Se me contagió la comicidad del momento y yo también me reí. Antes de que me diera cuenta de lo que estaba haciendo, me incliné y lo besé en el párpado. Apoyé la mejilla contra su hombro y él deslizó sus brazos a mi alrededor. Se me cortó la respiración por la sorpresa, pues el deseo me recorría de abajo arriba como una ola del océano. Freddy se dio la vuelta para ponerse de cara hacia mí y me besó en la frente. Le aparté el mechón de pelo que se le había caído sobre los ojos. El miedo paralizante que me había atenazado apenas unos minutos antes se desvaneció. Volví a reírme. Freddy abrió de un golpe mi camisón y recorrió mi estómago y mis caderas con la punta de sus dedos.
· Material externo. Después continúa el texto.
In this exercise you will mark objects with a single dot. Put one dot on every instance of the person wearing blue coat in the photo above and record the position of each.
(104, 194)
—Preciosa, hermosísima, exquisita —susurró.

Yo deslicé las manos por su pecho. Allá donde me tocaba, sentía un cosquilleo vivificante. Continuó sus exploraciones hacia abajo por mis piernas, y hacia arriba por el torso y mis pechos, acariciándome hasta que todo me dolía por el anhelo. Se introdujo en mí, contemplando mi rostro en busca de alguna señal de molestia. No había dolor, solo un placer tan intenso que no podía recordar nada similar.